On 2013-08-12 12:22-0700 Alan W. Irwin wrote:

> [Because SGML is dead] I have decided to try xmlto (starting later today) to 
> see whether we can
> use it instead of those SGML [DocBook backend] tools.

To Andrew and Orion:

Sorry this is long, but I have achieved quite a few results since I
wrote the above just yesterday so this e-mail is packed with goodness.  :-)

I discovered a documentation issue with the SGML backend tools which
is that Table 3.4 (which is designed to show how #g<normal character>
maps to Greek characters) currently gives gibberish (see
http://plplot.sourceforge.net/docbook-manual/plplot-html-5.9.9/characters.html#greek).
This problem obviously occurred for our last release (done by Hazen
with whatever Debian release he was using at that time) and also
occurs now with my Debian wheezy platform.  (This is some sort of
regression in the SGML html backend since we did not have this problem
for older releases.) This regression and also the errors that Orion is
experiencing with generating our DocBook-based documentation for a
cutting-edge Linux distribution are all symptoms of the lack of
maintenance for the SGML backend tools for many years now.  Therefore,
I think it is long past time to move from the SGML backend tools to
XML backend tools to put generation of documentation from our DocBook
source back on solid footing again.

I changed the subject line of this e-mail to something appropriate to
that project, and the following concerns my initial results with that
project.

1. xmlto initially bombed because it uses xmllint for validation, and
that validator showed there were issues with our DocBook source code.
I fixed those issues (as of revision 12482) so this is an immediate benefit of 
looking into
xmlto.  Specifically,

xmllint --noout --nonet --xinclude --postvalid --noent plplotdoc.xml

works perfectly for revision 12482.  However, I am not going to
replace our current validator onsgmls (which is less careful than
xmllint since it did not detect the need for changes and validated our
DocBook source code both several revisions before 12482 and also for
that revision) because when there are validation errors I find that
xmllint is not robust, i.e., it tends to segfault.

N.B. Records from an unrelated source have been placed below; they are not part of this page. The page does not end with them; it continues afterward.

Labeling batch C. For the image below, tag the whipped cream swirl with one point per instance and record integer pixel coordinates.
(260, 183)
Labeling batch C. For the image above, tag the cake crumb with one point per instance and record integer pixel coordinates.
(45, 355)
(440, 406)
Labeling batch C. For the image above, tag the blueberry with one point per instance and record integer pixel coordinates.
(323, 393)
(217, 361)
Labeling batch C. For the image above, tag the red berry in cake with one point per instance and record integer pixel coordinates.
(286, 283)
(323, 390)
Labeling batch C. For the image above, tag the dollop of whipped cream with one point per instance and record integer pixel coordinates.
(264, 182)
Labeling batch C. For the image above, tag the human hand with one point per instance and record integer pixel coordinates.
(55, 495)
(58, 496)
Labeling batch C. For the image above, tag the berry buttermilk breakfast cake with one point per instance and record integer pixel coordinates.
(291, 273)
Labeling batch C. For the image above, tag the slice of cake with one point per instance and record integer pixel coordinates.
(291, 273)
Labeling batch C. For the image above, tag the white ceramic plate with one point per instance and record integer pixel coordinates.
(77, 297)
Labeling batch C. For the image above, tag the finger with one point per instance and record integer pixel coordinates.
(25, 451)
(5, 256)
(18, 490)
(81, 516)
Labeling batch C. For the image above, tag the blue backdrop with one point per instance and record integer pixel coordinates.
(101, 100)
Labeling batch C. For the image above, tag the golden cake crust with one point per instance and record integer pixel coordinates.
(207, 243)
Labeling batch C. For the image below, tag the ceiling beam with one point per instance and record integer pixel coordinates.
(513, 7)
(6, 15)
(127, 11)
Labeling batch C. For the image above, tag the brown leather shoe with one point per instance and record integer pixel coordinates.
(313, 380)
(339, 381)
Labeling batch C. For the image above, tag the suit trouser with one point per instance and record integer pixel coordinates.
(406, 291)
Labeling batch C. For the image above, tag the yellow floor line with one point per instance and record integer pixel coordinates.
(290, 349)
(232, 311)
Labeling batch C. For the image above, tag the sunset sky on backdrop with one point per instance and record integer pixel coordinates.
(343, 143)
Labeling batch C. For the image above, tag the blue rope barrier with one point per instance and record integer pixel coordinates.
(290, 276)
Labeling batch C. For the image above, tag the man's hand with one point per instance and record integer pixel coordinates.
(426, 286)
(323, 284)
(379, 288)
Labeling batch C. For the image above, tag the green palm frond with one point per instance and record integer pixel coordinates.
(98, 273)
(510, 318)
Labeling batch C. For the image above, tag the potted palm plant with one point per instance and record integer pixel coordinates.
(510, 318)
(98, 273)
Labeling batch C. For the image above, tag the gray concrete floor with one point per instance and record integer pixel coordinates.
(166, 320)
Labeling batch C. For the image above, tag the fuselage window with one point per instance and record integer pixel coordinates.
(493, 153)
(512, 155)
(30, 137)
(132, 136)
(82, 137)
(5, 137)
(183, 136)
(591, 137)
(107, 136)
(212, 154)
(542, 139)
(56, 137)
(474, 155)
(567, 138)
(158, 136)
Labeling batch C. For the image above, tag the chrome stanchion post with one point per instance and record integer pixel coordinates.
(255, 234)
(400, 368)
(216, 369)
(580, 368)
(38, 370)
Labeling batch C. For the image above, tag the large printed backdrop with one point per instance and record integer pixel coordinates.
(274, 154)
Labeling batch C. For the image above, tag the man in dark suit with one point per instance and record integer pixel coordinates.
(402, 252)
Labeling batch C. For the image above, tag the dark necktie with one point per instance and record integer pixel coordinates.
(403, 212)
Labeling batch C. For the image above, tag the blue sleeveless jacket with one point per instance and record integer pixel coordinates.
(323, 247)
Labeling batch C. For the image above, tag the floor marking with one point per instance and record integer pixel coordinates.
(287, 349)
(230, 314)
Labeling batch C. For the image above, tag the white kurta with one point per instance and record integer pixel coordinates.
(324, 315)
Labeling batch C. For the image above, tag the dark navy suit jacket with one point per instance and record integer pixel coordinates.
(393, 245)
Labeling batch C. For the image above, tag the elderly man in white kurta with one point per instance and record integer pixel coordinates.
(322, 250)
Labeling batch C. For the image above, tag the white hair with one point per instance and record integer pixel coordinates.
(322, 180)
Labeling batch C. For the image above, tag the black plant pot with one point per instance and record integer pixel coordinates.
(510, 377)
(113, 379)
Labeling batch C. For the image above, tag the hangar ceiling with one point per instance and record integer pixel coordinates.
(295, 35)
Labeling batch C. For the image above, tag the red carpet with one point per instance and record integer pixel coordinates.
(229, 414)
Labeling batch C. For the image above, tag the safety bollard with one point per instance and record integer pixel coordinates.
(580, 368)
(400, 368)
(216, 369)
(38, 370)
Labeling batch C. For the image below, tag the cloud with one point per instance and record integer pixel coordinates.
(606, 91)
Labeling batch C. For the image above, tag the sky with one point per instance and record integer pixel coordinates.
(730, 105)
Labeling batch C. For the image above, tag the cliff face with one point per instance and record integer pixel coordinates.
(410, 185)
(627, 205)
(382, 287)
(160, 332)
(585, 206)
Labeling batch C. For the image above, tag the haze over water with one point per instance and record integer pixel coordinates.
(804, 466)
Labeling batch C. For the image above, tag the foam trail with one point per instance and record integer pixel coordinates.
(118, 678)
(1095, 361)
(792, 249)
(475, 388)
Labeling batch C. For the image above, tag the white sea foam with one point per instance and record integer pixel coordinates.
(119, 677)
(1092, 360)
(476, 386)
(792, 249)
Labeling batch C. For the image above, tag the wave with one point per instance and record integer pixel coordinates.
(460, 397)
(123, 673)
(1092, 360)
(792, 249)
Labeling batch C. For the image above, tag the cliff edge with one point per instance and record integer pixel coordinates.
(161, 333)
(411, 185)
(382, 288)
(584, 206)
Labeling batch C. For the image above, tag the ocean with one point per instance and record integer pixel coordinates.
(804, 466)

2. HTML results generated from our DocBook source.

There are promising html results from xmlto but with some caveats.

a. Extremely promising....

After revision 12482 and after running make validate in the build tree
to take care of dependencies, the command

xmlto -o html-dir html plplotdoc.xml

succeeded and also rendered table 3.4 without issues (a big improvement
on results generated with the html SGML backend tool).

b. Caveats....

Just before that table 3.4 on the webpage the overline-underline example ends up
empty.  Furthermore, the colour-coded API examples in the API chapter are now a 
much
more bland looking format with no colour coding, and the filenames for
the html bits and pieces are arbitrarily numerical (e.g.,
html-dir/ch19s133.html) rather than the logical names you get from the
SGML backend (e.g., plplot-html-5.9.9/plssym.html which refers to the
same area of the documentation as that numerical file name generated
by the above xmlto command).

All these html style issues are currently controlled for the SGML HTML
backend by a configurable DSSSL stylesheet (plplotdoc-html.dsl.in in
doc/docbook/src) supplemented by the CSS stylesheet, stylesheet.css in
that same directory. Norman Walsh's on-line "DocBook: The Definitive
Guide" <http://docbook.org/tdg/en/html/docbook.html> (TDG, copyright
2003, last updated in 2006) covers DSSSL stylesheets in some detail in
Chapter 4, but remarks (a) few tools honour DSSSL and (b) DSSSL
stylesheets are actually SGML documents (which means the paucity of
open-source tools that can deal with SGML makes life difficult for the
DSSSL approach).  Furthermore, from that book it was clear that XSL
stylesheets were rapidly gaining acceptance as an alternative to DSSSL
(probably because there are so many XML tools out there in the
open-source world) and Bob Stayton wrote a chapter in that book
concerning XSL which has since expanded into its own independent book,
DocBook XSL: The Complete Guide 4th edition (TCG, Copyright 2007)
<http://www.sagehill.net/docbookxsl/>.  Furthermore interest in DSSSL
has waned since TDG was written ~10 years ago.  Norman Walsh has
published <http://docbook.org/tdg51/en/html/docbook.html> (copyright
2013) which is the DocBook 5.1 variant of TDG.  Chapter 4 in that
latest variant doesn't even mention DSSSL as a publishing tool (i.e.,
a backend language)!  Also, I am pretty sure that the tools actually
invoked by the xmlto script don't understand DSSSL stylesheets.  Thus,
my conclusion is that our current DSSSL style sheets (and probably the
CSS stylesheet, stylesheet.css as well) must be replaced by XSL
styling sheets following the methods that are documented in TCG.
And until we do that the style of our xmlto results is going
to be quite bland.

3. Print (PDF) results generated from our DocBook source.
Here too, there are promising results but also some caveats.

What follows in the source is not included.